Palmer needs to arrange the defection of Soviet intelligence officer Colonel Stok (Oskar Homolka) from East Berlin but Palmer is sceptical if the defection is genuine.

Palmer meets an old contact in Berlin Johnny Vulkan to set the wheel in motions. Criminal Otto Kreutzmann is the goto man for defections from East Berlin and he will bring over Stok by arranging a funeral.

In Berlin, Palmer also gets involved with a Mossad spy Samantha Steel who is after a former Nazi called Paul Louis Broum. Indeed Kreutzmann's people also want documents pertaining to Broum and Ross has them. Palmer brings them over to Berlin when Stok's defection is set into motion.

Funeral in Berlin benefits from authentic location shooting in Berlin. There is some sure footed direction by Guy Hamilton who made the Bond movie Goldfinger.
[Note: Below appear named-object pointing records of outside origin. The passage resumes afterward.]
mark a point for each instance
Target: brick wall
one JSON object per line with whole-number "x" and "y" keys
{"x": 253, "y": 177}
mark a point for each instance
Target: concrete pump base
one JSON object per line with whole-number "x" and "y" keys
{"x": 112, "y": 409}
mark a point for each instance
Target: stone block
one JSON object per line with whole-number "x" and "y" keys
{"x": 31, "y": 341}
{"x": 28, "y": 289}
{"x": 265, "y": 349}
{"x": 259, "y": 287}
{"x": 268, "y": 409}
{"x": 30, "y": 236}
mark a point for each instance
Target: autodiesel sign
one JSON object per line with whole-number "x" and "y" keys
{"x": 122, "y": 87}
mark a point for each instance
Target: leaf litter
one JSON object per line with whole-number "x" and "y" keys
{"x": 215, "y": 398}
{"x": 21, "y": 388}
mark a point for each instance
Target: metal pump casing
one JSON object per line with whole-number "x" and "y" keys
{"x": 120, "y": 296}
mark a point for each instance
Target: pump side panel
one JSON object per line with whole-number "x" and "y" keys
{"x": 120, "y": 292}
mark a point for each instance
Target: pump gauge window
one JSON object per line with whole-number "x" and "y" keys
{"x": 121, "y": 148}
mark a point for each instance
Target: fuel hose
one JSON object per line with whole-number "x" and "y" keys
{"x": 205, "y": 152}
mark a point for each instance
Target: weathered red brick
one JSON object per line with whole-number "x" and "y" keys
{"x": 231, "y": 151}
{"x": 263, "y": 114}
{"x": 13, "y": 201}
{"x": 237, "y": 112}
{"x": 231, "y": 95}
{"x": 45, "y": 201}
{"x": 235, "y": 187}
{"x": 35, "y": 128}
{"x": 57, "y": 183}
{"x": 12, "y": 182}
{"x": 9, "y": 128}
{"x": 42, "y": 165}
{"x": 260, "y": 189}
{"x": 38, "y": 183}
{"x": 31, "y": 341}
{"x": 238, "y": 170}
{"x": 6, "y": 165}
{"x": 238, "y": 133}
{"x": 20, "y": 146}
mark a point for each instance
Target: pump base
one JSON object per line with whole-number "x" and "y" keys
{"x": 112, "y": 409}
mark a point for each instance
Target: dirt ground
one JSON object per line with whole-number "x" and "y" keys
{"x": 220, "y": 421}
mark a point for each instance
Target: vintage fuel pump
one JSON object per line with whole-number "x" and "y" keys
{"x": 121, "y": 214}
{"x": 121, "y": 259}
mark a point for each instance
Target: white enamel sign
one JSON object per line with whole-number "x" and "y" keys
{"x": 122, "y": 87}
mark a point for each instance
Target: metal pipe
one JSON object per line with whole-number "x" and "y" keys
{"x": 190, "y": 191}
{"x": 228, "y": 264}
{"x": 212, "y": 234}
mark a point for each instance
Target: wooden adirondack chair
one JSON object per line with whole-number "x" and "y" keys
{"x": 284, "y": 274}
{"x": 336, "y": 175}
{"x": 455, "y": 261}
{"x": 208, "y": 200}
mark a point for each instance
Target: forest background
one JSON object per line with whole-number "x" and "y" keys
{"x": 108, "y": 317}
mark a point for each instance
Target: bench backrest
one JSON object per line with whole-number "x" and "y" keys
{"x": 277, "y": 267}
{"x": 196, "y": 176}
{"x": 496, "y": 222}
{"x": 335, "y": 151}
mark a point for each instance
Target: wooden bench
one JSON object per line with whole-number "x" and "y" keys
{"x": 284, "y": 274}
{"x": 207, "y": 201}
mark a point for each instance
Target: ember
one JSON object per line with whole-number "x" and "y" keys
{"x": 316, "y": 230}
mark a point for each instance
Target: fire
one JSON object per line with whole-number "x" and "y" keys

However this is a typical spy story of the era which gets quickly convoluted as everyone has different motives. There are just too many double crosses but Palmer tries to stay one step ahead even trying to keep a grip with his humanity when Ross orders him to do a hit.

This is not quiet as good as The Ipcress File but is better than Billion Dollar Brain. There is a fun performance from Oskar Homolka who looked a little like the then Soviet Premier Leonid Brezhnev.